Anomaly in Food Particles

The identification of an external object plays an essential part in the agriculture commodity. In various ways, external particles are brought into food brands; foreign objects in foods are the sole means of customer complaints. The identification of external particles is hugely significant for quality and health. It is a major concern for the food security convention. Manual extraction of foreign objects from food material is a time-consuming and labors task. Foreign object segregation from walnuts using DCNN is applied. DCNN overcomes the cumulating phenomenon between walnuts and external particles, which was a challenging task in manual feature engineering. The DCNN performed with above 99% in more than 100 test images [47].

Science and Engineering

Nanoparticles Segmentation

Images produced from the microscopes are large in number and resolution. Shapes and size distributions and properties of nanoparticles play an essential part in interpreting the material. Hence, each image of nanoparticles should be identified and detected for giving a measurable guide. These particles segmentation is challenging because of the overlapping instances, changeable particle sizes and shapes. Moreover, manual detection and segmentation of nanoparticles are laborious and time-consuming. A deep learning paradigm is used for detecting and segmenting the nanoparticles from TEM (transmission electron microscopy) images. Multiple output convolution neural networks (MO-CNN) are used, for concurrent recognition and segmentation of nanoparticles. The proposed deep learning approach is powerful and efficient, with immense precision and capable of studying nanoparticles, even in overlapping particles and complex backgrounds [38].

Military

Surveillance

Surveillance plays a crucial role in the continuous analysis of massive amounts of critical visual information. Detecting targets, monitoring security-sensitive areas, and suspects possible suspicious activities lead to an increase in cognitive load and exhaustion in energy level; moreover, it is prone to error. The best alternative is to replace, with a computer vision, to detect suspects and monitor with ease. Furthermore, the probability of error will be lesser [4].

Conclusions

This survey briefly reviewed predominant methods of object detection from pre-deep learning methods. Most importantly, we have given preference for the indirect parameters. From the review and comparative analysis, we conclude indirect performance parameters plays a crucial role in various problems across different areas by boosting the performance in comparison with generic detector. Furthermore, we have highlighted which parameters can be the appropriate choice for different problem conditions.

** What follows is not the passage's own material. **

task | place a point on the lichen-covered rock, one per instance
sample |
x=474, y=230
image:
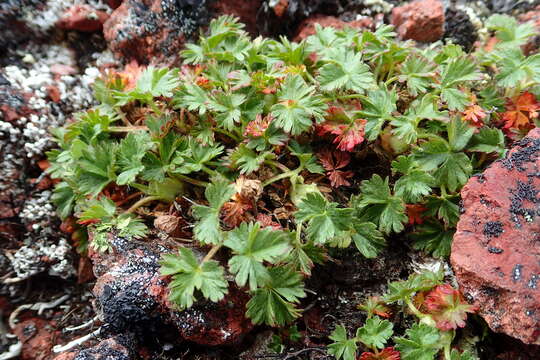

Moreover, we have shown the best characteristics of object detection in various domains. Results from the various applications showed deep learning methods outperformed conventional methods and goes behind the human visual perception. Therefore, the transition of technological intervention from assisting to completely depending brought serious anxiety on the future role of human intervention for various tasks. Nevertheless, it is essential to associate with the evolving technology to give continuity against the fast-evolving machine-centric period.